By Genesis Chapter 11, one imperial power imposed its will on the seventy nations, making them follow one God, one truth, and one way, and speak one language. This now, one nation was orderly and compliant (a primary goal of nation-builders), but bland and devoid of life and color (think melting pot or soup).
When God confused the language of the builders of the tower (Genesis 11:7) He was not pronouncing judgment, but restoring the nations to their distinct, unique, cultural identities. Sacks (Not in God’s Name) suggests that the whole of the Hebrew Bible is God’s attempt to show humankind the way out of our “fundamental human dilemma” of difference.
It appears to be a fact of life that people have trouble getting along. Homogenous, we are not; that’s only for milk, not people.
Even if we come from a similar geographical location, share a history, have the same faith, agree pretty much about how to save or spend money, and so on, we’re bound to have differences in gender identity and roles, personal preferences about little things, who’s in charge of this or that, and really countless selfish inclinations. We won’t see eye to eye on everything, all the time.
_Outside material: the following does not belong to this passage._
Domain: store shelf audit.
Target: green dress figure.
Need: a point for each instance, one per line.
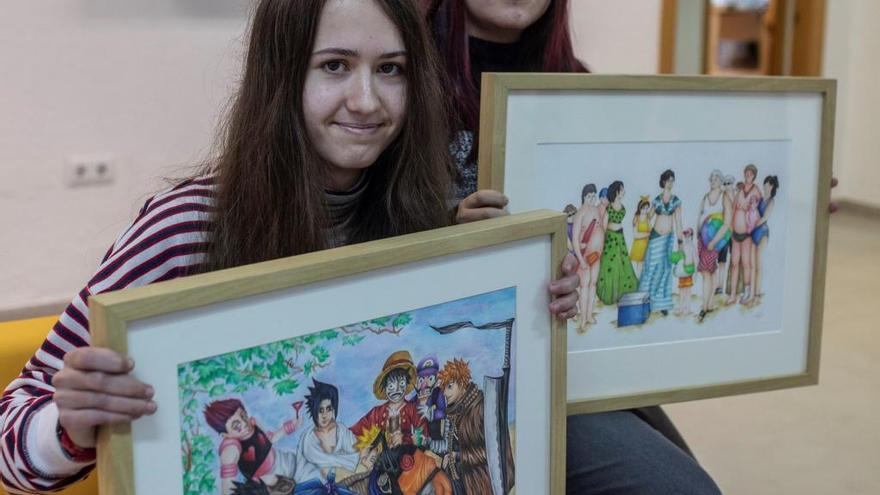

People who disagree are all convinced they’re right. I guess the question is then, how important is it to be right?
The thing is, if you insist on being right, there is an opposite, a person you believe is wrong and you want to prove it. Those of us dressed in purple, standing on the Mason-Dixon line, or symbolically living in Switzerland, just want us all to get along, find a middle ground, a place of peace and hope and kindness. What do you say we let the other guy be right?
Food for thought…sorry, it begged to be said. I’ve been praying for those who anger and scare me…asking that they find happiness and good. It’s a precept of 12 Step programs. It’s very liberating. The idea is to do this for 2 weeks. By then, it is difficult to harbor ill will for someone you are wishing positive, loving feelings for.